名前のない旅路より
霧隠タツヤ
・いつかある日のプロローグ
一面と広がる見晴らしの良い緑の中を、二人の人間が歩いていた。片方は少年で、片方は少女。二人ともリュックサック一つを背負っているだけで、そのほかには荷物らしい荷物は何も持っていない。
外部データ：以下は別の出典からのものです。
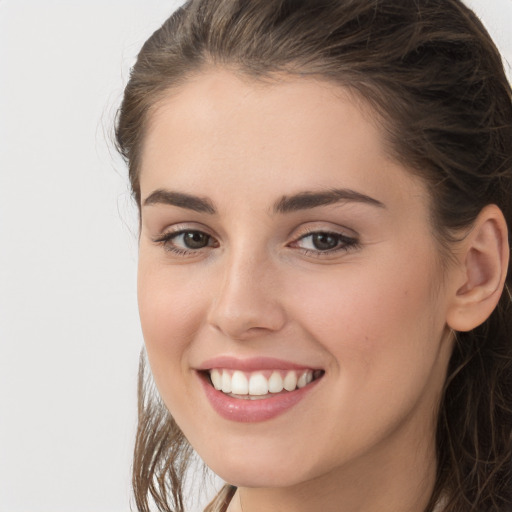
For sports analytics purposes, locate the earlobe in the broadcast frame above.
[447,205,509,331]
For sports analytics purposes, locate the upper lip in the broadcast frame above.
[197,356,322,372]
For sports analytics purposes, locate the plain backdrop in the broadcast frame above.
[0,0,512,512]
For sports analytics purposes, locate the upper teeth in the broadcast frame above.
[210,369,313,396]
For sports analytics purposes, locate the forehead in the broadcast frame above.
[141,70,425,212]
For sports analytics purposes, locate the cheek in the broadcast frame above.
[294,254,444,380]
[137,257,205,390]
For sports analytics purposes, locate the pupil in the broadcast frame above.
[313,233,338,251]
[184,231,209,249]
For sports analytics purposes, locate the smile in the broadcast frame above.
[208,368,323,400]
[197,357,325,423]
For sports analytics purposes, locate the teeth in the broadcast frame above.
[231,371,249,395]
[210,368,316,397]
[249,373,268,396]
[222,372,231,393]
[268,372,284,393]
[210,370,222,390]
[283,372,297,391]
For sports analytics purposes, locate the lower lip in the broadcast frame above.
[200,375,321,423]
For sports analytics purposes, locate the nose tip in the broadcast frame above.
[208,260,286,340]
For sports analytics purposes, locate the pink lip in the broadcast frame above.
[197,360,321,423]
[197,356,319,372]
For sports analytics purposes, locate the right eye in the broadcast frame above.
[154,229,218,255]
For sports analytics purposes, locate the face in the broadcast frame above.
[138,70,450,486]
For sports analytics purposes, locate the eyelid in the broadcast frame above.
[288,224,361,258]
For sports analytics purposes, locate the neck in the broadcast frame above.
[228,420,436,512]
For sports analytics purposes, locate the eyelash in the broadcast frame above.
[153,229,360,258]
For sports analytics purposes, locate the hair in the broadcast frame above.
[116,0,512,512]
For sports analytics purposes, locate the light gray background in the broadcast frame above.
[0,0,512,512]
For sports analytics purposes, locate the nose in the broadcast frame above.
[208,249,286,340]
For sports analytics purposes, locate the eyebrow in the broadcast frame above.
[144,189,217,215]
[144,188,385,215]
[274,188,385,213]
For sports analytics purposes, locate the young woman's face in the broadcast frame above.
[138,70,451,486]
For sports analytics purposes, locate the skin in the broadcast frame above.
[138,69,461,512]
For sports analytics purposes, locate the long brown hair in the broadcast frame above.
[116,0,512,512]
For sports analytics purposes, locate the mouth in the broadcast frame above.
[204,368,325,400]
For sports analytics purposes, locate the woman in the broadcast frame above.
[117,0,512,512]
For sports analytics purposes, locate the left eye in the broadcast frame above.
[293,231,357,252]
[154,230,216,253]
[172,231,211,249]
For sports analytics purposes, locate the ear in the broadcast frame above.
[447,205,509,331]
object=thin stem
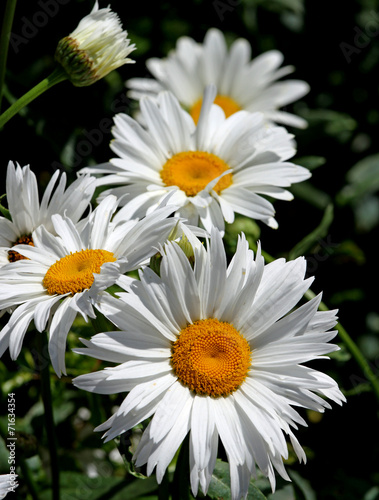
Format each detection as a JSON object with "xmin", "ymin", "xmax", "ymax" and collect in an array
[
  {"xmin": 304, "ymin": 290, "xmax": 379, "ymax": 400},
  {"xmin": 0, "ymin": 67, "xmax": 68, "ymax": 129},
  {"xmin": 36, "ymin": 332, "xmax": 60, "ymax": 500},
  {"xmin": 19, "ymin": 458, "xmax": 38, "ymax": 500},
  {"xmin": 254, "ymin": 241, "xmax": 379, "ymax": 401},
  {"xmin": 0, "ymin": 0, "xmax": 17, "ymax": 109}
]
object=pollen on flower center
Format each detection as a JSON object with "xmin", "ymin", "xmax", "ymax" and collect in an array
[
  {"xmin": 171, "ymin": 318, "xmax": 251, "ymax": 397},
  {"xmin": 43, "ymin": 249, "xmax": 116, "ymax": 295},
  {"xmin": 160, "ymin": 151, "xmax": 232, "ymax": 196},
  {"xmin": 190, "ymin": 94, "xmax": 242, "ymax": 123},
  {"xmin": 8, "ymin": 234, "xmax": 34, "ymax": 262}
]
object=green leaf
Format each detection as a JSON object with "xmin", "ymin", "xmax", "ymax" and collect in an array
[
  {"xmin": 207, "ymin": 460, "xmax": 266, "ymax": 500},
  {"xmin": 288, "ymin": 205, "xmax": 334, "ymax": 260},
  {"xmin": 39, "ymin": 472, "xmax": 158, "ymax": 500},
  {"xmin": 287, "ymin": 469, "xmax": 316, "ymax": 500},
  {"xmin": 289, "ymin": 181, "xmax": 331, "ymax": 210},
  {"xmin": 224, "ymin": 214, "xmax": 260, "ymax": 254},
  {"xmin": 301, "ymin": 108, "xmax": 357, "ymax": 142},
  {"xmin": 336, "ymin": 153, "xmax": 379, "ymax": 205},
  {"xmin": 0, "ymin": 194, "xmax": 12, "ymax": 220},
  {"xmin": 292, "ymin": 156, "xmax": 326, "ymax": 170},
  {"xmin": 172, "ymin": 434, "xmax": 191, "ymax": 500}
]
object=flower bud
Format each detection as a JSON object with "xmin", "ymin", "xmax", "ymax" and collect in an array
[{"xmin": 55, "ymin": 0, "xmax": 135, "ymax": 87}]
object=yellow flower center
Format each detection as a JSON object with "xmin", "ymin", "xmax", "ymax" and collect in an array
[
  {"xmin": 190, "ymin": 95, "xmax": 242, "ymax": 123},
  {"xmin": 8, "ymin": 234, "xmax": 34, "ymax": 262},
  {"xmin": 171, "ymin": 318, "xmax": 251, "ymax": 398},
  {"xmin": 160, "ymin": 151, "xmax": 232, "ymax": 196},
  {"xmin": 43, "ymin": 249, "xmax": 116, "ymax": 295}
]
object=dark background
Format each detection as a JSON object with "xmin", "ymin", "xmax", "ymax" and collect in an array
[{"xmin": 0, "ymin": 0, "xmax": 379, "ymax": 500}]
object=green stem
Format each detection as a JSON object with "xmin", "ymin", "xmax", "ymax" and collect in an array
[
  {"xmin": 36, "ymin": 332, "xmax": 60, "ymax": 500},
  {"xmin": 304, "ymin": 290, "xmax": 379, "ymax": 400},
  {"xmin": 19, "ymin": 458, "xmax": 38, "ymax": 500},
  {"xmin": 0, "ymin": 67, "xmax": 68, "ymax": 129},
  {"xmin": 0, "ymin": 0, "xmax": 17, "ymax": 109},
  {"xmin": 253, "ymin": 241, "xmax": 379, "ymax": 401}
]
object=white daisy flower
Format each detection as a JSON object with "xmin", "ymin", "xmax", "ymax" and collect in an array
[
  {"xmin": 126, "ymin": 28, "xmax": 309, "ymax": 128},
  {"xmin": 55, "ymin": 0, "xmax": 135, "ymax": 87},
  {"xmin": 0, "ymin": 161, "xmax": 96, "ymax": 266},
  {"xmin": 81, "ymin": 86, "xmax": 311, "ymax": 232},
  {"xmin": 74, "ymin": 230, "xmax": 345, "ymax": 500},
  {"xmin": 0, "ymin": 196, "xmax": 177, "ymax": 376},
  {"xmin": 0, "ymin": 474, "xmax": 18, "ymax": 500}
]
「こうしてキミと歩くのは、一体何日目になるのだろうね」
不意に少女が口を開く。セミロングの黒髪が風になびいた。
「その問いを聞き飽きたと感じるほどの日数、ですよ」
ため息をつきながら少年が答える。その顔には明らかな呆れの色がにじみ出ていた。
少年が言うように、この質問を彼は何度も聞いていた。それこそ、この歩みが始まったそのときから毎日欠かさず一回は耳にしていた。もはや少女の口癖になっているかもしれない。
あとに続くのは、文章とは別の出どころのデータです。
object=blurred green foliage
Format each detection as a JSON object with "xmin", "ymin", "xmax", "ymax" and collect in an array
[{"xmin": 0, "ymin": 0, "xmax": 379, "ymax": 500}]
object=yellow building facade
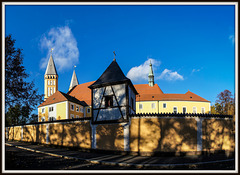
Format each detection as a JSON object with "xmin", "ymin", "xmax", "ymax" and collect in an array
[{"xmin": 136, "ymin": 101, "xmax": 210, "ymax": 113}]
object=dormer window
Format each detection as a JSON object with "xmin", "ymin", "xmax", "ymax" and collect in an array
[{"xmin": 105, "ymin": 95, "xmax": 113, "ymax": 108}]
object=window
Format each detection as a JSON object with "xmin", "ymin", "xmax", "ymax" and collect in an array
[
  {"xmin": 105, "ymin": 95, "xmax": 113, "ymax": 108},
  {"xmin": 193, "ymin": 107, "xmax": 197, "ymax": 114},
  {"xmin": 49, "ymin": 117, "xmax": 56, "ymax": 121},
  {"xmin": 163, "ymin": 103, "xmax": 167, "ymax": 108},
  {"xmin": 87, "ymin": 108, "xmax": 90, "ymax": 113},
  {"xmin": 49, "ymin": 107, "xmax": 53, "ymax": 112},
  {"xmin": 71, "ymin": 104, "xmax": 74, "ymax": 111},
  {"xmin": 173, "ymin": 107, "xmax": 177, "ymax": 114},
  {"xmin": 80, "ymin": 107, "xmax": 83, "ymax": 112},
  {"xmin": 183, "ymin": 107, "xmax": 187, "ymax": 114},
  {"xmin": 152, "ymin": 103, "xmax": 156, "ymax": 109}
]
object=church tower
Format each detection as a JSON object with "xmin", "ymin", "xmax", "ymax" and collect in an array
[
  {"xmin": 148, "ymin": 60, "xmax": 154, "ymax": 87},
  {"xmin": 44, "ymin": 53, "xmax": 58, "ymax": 101},
  {"xmin": 68, "ymin": 70, "xmax": 79, "ymax": 91}
]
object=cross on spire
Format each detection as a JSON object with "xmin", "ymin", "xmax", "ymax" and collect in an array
[
  {"xmin": 51, "ymin": 48, "xmax": 53, "ymax": 55},
  {"xmin": 113, "ymin": 51, "xmax": 116, "ymax": 61}
]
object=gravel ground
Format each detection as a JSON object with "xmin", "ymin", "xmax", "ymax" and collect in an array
[{"xmin": 5, "ymin": 146, "xmax": 235, "ymax": 170}]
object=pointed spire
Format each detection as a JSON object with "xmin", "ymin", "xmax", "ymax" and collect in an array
[
  {"xmin": 113, "ymin": 51, "xmax": 116, "ymax": 61},
  {"xmin": 69, "ymin": 66, "xmax": 79, "ymax": 91},
  {"xmin": 45, "ymin": 51, "xmax": 57, "ymax": 75},
  {"xmin": 148, "ymin": 60, "xmax": 154, "ymax": 87}
]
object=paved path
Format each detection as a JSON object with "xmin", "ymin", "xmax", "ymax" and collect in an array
[{"xmin": 5, "ymin": 141, "xmax": 234, "ymax": 168}]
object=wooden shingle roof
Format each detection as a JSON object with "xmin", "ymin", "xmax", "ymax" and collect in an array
[
  {"xmin": 38, "ymin": 91, "xmax": 87, "ymax": 107},
  {"xmin": 89, "ymin": 61, "xmax": 130, "ymax": 88},
  {"xmin": 134, "ymin": 84, "xmax": 210, "ymax": 102}
]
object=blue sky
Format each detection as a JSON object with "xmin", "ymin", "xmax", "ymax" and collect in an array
[{"xmin": 5, "ymin": 5, "xmax": 235, "ymax": 113}]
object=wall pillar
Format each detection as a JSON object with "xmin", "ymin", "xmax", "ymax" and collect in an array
[
  {"xmin": 195, "ymin": 117, "xmax": 203, "ymax": 151},
  {"xmin": 91, "ymin": 124, "xmax": 97, "ymax": 149},
  {"xmin": 6, "ymin": 127, "xmax": 9, "ymax": 140},
  {"xmin": 122, "ymin": 123, "xmax": 130, "ymax": 151},
  {"xmin": 46, "ymin": 124, "xmax": 49, "ymax": 144},
  {"xmin": 21, "ymin": 126, "xmax": 23, "ymax": 141}
]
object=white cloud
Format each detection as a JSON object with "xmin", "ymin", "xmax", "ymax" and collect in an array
[
  {"xmin": 158, "ymin": 69, "xmax": 184, "ymax": 81},
  {"xmin": 228, "ymin": 35, "xmax": 235, "ymax": 44},
  {"xmin": 40, "ymin": 26, "xmax": 79, "ymax": 71},
  {"xmin": 127, "ymin": 58, "xmax": 161, "ymax": 82}
]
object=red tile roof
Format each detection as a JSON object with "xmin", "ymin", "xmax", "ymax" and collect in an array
[
  {"xmin": 38, "ymin": 91, "xmax": 86, "ymax": 107},
  {"xmin": 38, "ymin": 81, "xmax": 210, "ymax": 107},
  {"xmin": 134, "ymin": 84, "xmax": 209, "ymax": 102}
]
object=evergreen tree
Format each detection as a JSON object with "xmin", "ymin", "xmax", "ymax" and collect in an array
[
  {"xmin": 5, "ymin": 35, "xmax": 43, "ymax": 125},
  {"xmin": 211, "ymin": 90, "xmax": 235, "ymax": 115}
]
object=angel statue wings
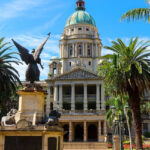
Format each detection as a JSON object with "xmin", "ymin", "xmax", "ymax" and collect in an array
[{"xmin": 12, "ymin": 33, "xmax": 50, "ymax": 83}]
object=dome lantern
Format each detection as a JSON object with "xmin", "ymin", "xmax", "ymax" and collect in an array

「そうだったね。キミが私についてきてくれたその日からずっと」
少女は少年の呆れの籠もった声を静かに受け止めた。おそらく無意識であろう手が胸元に寄せられ、細められた瞳にそっと温もりが灯った。
「ついてきた、というか無理やりついてこさせた、が正しいと思いますけどね」
少女の感情に気づいてか否か、少年は呆れの籠もった様子を隠すこと無く言葉を発した。その一言に少しキョトンとした少女だったが、次の瞬間には、狡猾そうないつもの笑みを浮かべていた。
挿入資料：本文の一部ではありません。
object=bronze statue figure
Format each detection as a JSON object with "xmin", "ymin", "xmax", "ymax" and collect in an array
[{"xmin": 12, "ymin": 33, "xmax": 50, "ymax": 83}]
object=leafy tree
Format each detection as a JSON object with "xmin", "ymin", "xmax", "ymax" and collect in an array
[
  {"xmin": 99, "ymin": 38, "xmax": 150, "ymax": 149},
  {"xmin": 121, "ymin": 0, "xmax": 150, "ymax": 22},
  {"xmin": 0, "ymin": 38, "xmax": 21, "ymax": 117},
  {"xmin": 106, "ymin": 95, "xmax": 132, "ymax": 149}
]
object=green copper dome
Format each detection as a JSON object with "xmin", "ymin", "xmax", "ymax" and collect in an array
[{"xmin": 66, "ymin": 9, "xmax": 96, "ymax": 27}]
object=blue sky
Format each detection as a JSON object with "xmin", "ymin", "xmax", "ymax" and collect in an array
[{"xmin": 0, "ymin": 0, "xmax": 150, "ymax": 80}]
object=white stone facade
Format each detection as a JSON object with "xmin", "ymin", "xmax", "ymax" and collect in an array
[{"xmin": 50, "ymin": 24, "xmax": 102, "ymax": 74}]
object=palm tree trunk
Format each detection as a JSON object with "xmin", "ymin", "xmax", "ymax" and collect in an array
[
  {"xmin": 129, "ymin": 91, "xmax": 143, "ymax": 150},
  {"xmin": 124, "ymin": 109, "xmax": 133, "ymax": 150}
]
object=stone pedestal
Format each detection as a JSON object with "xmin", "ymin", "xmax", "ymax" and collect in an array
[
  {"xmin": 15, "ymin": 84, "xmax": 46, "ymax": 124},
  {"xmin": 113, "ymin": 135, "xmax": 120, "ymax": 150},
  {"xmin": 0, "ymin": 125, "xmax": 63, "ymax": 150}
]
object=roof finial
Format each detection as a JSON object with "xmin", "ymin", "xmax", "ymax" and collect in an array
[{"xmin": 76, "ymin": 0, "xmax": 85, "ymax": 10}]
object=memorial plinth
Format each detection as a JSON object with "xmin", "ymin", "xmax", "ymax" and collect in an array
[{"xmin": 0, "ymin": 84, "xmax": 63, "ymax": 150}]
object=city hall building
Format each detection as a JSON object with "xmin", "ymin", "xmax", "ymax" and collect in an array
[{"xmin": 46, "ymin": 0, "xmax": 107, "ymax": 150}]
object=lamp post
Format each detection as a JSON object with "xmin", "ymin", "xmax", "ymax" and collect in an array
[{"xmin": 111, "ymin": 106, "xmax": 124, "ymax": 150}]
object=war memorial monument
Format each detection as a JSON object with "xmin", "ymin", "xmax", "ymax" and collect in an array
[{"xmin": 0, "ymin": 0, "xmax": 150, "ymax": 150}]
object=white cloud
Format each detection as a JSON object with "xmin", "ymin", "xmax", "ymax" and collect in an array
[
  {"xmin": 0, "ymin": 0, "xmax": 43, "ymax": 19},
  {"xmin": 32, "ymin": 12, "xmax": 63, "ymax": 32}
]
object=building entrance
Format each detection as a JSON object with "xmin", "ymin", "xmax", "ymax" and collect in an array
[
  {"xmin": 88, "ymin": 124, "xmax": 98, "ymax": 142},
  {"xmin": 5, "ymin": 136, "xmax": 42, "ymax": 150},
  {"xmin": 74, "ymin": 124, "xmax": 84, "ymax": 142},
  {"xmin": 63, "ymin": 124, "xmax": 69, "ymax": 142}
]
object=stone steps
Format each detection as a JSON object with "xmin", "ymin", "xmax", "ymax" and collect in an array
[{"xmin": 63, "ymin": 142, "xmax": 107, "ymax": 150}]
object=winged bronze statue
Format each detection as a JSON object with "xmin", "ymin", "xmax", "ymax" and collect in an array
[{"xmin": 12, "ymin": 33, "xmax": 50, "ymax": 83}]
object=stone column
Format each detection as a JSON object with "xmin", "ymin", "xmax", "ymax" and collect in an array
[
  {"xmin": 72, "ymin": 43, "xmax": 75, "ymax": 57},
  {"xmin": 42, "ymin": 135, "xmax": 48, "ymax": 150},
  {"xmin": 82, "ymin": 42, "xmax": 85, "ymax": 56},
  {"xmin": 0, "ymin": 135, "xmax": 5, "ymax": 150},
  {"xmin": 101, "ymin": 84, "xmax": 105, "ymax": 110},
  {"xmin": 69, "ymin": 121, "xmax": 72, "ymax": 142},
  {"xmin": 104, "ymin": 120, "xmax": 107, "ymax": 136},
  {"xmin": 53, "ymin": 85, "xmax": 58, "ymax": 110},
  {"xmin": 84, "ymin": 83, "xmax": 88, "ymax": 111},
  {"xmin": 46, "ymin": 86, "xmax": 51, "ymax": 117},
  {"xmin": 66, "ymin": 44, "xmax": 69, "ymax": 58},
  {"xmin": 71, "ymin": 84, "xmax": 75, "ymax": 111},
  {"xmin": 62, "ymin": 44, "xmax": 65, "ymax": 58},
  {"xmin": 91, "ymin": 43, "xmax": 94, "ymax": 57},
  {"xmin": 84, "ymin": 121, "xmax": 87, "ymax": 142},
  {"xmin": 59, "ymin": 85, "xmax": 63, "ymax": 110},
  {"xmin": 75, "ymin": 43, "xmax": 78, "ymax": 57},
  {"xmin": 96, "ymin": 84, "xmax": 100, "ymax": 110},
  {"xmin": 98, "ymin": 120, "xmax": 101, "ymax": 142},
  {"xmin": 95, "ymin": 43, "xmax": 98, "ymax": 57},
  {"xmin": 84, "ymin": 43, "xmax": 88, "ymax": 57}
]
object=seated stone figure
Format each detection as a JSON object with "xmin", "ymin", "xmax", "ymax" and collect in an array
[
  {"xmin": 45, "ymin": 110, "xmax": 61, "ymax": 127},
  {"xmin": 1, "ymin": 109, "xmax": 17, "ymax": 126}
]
「ふむ、なにやら棘のある言い方だね。私の美貌に惚れ込んで同行を申し出てきたのはキミだろうに」
「しれっと嘘をつくのはやめてください。そんな過去はいくら時を遡ったとしてもみつかりませんから」
「おおこわいこわい、ちょっとした冗談じゃないか」
どこまでも軽い少女の軽口に、少年は深い深いため息をついた。ここ数日幾度となく繰り返された一連の流れだった。
「そうため息をつくなよ。私とキミの仲だろう?これぐらいなんてこと無い日常じゃないか。いい加減慣れてくれたまえ」
「……無茶言いますね。これに慣れるにはまだ年単位で時間が必要ですよ」
「ま、慣れられると私がつまらないから慣れて貰っては困るけどね」
「どっちですかまったく……」
少女の笑い声と少年のため息は、尽きることがなさそうだ。
「そうは言ってもね、私はキミに感謝してるんだよ?こんなどうしようもない私に付き合ってくれるのは、物好きなキミぐらいだろうからね」
「はいはい、どうせ僕は物好きですよ。感謝してるならもう少し態度に出してほしいところですね」
少女の言葉を聞き流すように、少年は適当な相づちを返した。隣で優しい眼差しを向ける少女の様子には、少しも気づかないままで。
「……さて、湿っぽい話はここまでにして」
「そんな話一度もしてないですよ?」
「ここまでにして!」
「……はい」
諦めて押し黙る少年に、少し前に出た少女は快活な笑みを向けて手を差し伸べる。
「今日も元気に歩み続けようじゃないか。どこにつくかも、誰に会うかもわからない、記録にすらも残らないような『名前の無い旅路』を」
「そうですね」
少年はその手を取りながら、そっと一言言葉を漏らす。
「まぁ言われる前から歩いてますけど。もう昼前ですし」
「細かいなぁキミは!そんなんじゃ女の子にモテないぞ」
「どうでもいいですよ、そんなこと」
両手を振り上げながらぷりぷり怒る少女に、何度目かもわからないため息をつく少年。それは幾度となく繰り返された、非日常のような日常。少女と少年の『名前の無い旅路』が続く限り、これからも繰り返されて行くであろう毎日の光景だ。